La mano dura y la ausencia de sentimientos se aprendía en los círculos políticos, del rey abajo, donde la pérdida de la estimación regia ante cualquier fracaso o debilidad era lo que esperaba el rival político para actuar. El propio rey creía un deber mantener la firmeza, aunque a veces dejara asomar un calculado gesto de munificencia que todos a su alrededor aplaudían, pues recordaba el viejo pacto del rey padre de sus súbditos, un trampantojo más aceptable aquí que el del origen divino, en lo que no creía en España más que algún grande como el conde de Aranda, el contradictorio militar ilustrado.
No había nada más perjudicial que mudar de opinión, pues, como decía el marqués de la Ensenada, «podría parecer inconstancia de ánimo». Mantener las opiniones con una exagerada tozudez hacía que a Carvajal le llamaran el Tío no hay tal, por su forma rotunda de negar. El propio Carlos III jamás le levantó el castigo a su hermano don Luis, al que expulsó de la corte en 1776 tras casarlo con una desigual, ni tuvo el menor gesto de clemencia con Olavide, que se pudrió en la cárcel de la Inquisición dos años y en un par de conventos hasta su fuga. Tampoco se quiso enterar nadie del destino del pobre Macanaz, encarcelado en el castillo de san Antón unos meses y, luego —a sus 78 años—, en dependencias militares en La Coruña durante prácticamente todo el reinado de Fernando VI. No encontraron consuelo ni el profesor de Salamanca Ramón Salas, víctima de las cárceles secretas de la Inquisición como Olavide, ni Jovellanos, recluido en Bellver, ni el conde de Floridablanca, preso en la ciudadela de Pamplona, donde también penó sus culpas —y perdió la vida tras diecisiete años de reclusión— el abate Gándara, siempre recordando al causante de su desgracia, Campomanes, el mismo que mandó al marqués de Valdeflores preso a un castillo y lo dejó sufrir en la desgracia hasta su muerte. La mano dura del célebre fiscal de Castilla no suele ser un signo destacado en sus biografías, más atentas a destacar su rotunda imagen de ilustrado.

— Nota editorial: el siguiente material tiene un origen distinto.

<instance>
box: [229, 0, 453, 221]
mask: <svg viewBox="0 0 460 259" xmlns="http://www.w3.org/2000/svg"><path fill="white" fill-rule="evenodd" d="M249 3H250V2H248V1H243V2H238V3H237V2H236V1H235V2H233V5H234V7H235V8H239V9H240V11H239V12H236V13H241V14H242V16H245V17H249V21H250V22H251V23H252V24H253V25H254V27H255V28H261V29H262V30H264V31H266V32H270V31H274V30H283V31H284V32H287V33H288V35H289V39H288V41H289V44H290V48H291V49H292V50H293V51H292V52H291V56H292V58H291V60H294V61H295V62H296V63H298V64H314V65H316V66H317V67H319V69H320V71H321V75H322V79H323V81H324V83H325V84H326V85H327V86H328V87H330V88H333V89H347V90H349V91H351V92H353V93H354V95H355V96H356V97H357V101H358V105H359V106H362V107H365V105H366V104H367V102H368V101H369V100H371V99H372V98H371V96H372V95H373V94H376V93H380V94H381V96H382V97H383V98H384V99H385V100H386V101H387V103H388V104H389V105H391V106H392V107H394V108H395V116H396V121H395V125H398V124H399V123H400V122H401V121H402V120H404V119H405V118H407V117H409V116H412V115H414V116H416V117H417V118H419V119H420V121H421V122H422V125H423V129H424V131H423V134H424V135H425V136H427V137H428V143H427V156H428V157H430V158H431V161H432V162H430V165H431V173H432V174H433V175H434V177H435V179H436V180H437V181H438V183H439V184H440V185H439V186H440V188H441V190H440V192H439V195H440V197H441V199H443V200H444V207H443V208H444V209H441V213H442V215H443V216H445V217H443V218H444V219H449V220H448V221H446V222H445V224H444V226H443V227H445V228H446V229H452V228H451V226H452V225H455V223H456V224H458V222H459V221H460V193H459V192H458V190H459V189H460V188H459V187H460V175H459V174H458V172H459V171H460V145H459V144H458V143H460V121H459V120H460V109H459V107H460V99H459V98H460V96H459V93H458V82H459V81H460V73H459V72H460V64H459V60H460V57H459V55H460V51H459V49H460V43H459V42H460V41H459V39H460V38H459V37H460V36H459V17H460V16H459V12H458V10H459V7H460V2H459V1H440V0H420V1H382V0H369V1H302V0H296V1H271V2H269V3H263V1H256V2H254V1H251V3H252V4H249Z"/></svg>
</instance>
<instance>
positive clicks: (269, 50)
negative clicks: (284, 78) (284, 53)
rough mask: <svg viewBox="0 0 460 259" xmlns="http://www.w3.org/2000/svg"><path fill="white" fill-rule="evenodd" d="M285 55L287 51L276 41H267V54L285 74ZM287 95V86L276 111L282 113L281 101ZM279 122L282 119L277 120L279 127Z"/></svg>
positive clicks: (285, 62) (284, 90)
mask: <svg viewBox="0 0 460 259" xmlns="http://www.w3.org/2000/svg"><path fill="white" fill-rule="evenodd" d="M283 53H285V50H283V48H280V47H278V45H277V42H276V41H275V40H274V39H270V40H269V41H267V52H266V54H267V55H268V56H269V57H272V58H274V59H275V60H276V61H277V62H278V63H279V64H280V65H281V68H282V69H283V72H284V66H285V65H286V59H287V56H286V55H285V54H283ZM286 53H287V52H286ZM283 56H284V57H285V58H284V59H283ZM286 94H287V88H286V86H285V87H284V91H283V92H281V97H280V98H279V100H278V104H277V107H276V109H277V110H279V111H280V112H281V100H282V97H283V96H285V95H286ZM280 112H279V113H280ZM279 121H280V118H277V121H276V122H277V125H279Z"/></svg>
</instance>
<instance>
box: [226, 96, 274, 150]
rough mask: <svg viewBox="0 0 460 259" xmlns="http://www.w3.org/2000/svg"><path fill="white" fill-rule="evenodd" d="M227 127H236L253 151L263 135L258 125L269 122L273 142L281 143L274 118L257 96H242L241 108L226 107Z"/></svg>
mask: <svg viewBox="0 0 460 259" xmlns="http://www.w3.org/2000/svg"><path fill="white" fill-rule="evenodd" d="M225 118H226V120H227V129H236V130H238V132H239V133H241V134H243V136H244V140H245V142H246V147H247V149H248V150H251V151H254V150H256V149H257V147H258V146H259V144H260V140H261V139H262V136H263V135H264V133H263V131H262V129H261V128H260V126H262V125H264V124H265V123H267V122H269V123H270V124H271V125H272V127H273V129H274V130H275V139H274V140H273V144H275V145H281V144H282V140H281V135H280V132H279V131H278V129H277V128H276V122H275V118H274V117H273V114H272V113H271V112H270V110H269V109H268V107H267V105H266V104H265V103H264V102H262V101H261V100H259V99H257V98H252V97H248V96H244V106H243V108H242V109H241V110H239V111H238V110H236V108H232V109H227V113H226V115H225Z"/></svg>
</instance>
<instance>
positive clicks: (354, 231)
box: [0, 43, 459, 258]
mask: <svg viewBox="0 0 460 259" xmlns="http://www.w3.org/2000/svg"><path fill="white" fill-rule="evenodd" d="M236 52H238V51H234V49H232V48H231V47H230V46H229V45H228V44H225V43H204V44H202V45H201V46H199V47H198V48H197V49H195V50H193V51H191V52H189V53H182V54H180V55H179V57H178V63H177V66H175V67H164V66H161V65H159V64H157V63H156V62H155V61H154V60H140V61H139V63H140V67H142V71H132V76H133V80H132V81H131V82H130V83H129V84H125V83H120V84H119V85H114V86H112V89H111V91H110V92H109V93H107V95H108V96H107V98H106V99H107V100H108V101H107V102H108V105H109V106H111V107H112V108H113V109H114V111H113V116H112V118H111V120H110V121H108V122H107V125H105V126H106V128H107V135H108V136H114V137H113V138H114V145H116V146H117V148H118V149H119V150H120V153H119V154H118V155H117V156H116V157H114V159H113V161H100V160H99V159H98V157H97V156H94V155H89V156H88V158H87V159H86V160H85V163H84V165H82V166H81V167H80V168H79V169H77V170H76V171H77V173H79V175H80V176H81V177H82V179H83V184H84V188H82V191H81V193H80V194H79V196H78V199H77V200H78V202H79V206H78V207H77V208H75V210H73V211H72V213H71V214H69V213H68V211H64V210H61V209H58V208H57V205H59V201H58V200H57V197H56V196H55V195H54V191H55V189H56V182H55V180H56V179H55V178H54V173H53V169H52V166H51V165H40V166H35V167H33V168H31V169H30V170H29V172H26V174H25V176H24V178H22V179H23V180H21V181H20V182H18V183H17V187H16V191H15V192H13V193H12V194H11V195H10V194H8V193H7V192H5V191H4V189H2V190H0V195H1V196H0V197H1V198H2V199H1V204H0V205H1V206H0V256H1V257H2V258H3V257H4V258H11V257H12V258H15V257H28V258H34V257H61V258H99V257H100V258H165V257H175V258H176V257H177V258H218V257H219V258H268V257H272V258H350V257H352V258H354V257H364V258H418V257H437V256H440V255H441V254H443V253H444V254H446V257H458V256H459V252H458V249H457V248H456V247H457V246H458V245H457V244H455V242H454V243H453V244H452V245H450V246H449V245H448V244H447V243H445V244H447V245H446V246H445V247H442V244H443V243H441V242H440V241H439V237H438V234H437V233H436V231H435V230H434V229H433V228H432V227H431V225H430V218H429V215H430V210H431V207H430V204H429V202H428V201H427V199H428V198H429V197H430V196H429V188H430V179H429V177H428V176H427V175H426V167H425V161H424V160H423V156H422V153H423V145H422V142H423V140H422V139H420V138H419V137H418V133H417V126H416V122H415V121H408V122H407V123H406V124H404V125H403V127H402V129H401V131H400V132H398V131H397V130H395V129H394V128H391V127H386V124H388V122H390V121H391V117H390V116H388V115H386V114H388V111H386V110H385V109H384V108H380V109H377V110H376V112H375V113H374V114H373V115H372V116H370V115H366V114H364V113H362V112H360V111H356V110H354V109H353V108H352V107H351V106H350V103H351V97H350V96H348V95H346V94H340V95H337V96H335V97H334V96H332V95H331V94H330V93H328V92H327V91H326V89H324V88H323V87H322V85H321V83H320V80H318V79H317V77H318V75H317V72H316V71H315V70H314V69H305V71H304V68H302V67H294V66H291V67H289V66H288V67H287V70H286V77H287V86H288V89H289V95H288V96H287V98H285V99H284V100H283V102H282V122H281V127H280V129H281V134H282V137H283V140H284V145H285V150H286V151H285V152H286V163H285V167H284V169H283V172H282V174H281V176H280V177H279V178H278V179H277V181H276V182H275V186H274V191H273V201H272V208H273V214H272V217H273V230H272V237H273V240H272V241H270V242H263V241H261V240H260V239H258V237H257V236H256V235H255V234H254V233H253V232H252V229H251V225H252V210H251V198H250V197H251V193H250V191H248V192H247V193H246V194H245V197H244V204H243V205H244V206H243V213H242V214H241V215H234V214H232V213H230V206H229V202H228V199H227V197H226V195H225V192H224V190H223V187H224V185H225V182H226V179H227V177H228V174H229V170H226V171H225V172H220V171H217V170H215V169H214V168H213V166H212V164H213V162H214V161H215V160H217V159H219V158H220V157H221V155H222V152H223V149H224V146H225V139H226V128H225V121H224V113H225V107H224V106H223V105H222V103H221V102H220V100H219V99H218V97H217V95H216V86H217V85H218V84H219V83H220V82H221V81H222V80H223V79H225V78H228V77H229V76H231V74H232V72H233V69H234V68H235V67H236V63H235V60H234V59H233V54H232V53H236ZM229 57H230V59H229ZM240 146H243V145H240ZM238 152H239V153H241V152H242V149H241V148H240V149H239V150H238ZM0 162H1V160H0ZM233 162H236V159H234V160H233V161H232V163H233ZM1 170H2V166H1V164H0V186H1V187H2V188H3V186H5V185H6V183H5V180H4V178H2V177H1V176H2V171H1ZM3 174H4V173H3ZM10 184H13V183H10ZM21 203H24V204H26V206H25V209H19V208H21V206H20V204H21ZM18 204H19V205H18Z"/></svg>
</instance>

Tampoco dice mucho del afán reformador e ilustrado del que hacía gala Godoy, que podía blasonar de limitar el poder de la Inquisición, como antes había hecho el conde de Aranda, pero cuya intervención en realidad solo consistió en evitar los grandes espectáculos morbosos. Pondremos solo un ejemplo: en tiempo de Godoy, solo en el Tribunal de Logroño fueron encausados, según Marina Torres Arce, 316 reos por proposiciones heréticas, 31 por supersticiones, 9 por bigamia, 10 por practicar la religión protestante, 41 por tener libros y pinturas prohibidas, y 60 clérigos por el pecado del siglo, la solicitación. Y aun se castigó a un judaizante. Parecía que el siglo, aunque ya no hubiera piras, terminaba como empezó, por más que Feijoo, al hacer recapitulación sobre sus muchos años de vida, dijera que iba a dejar el mundo algo mejor de cómo lo encontró.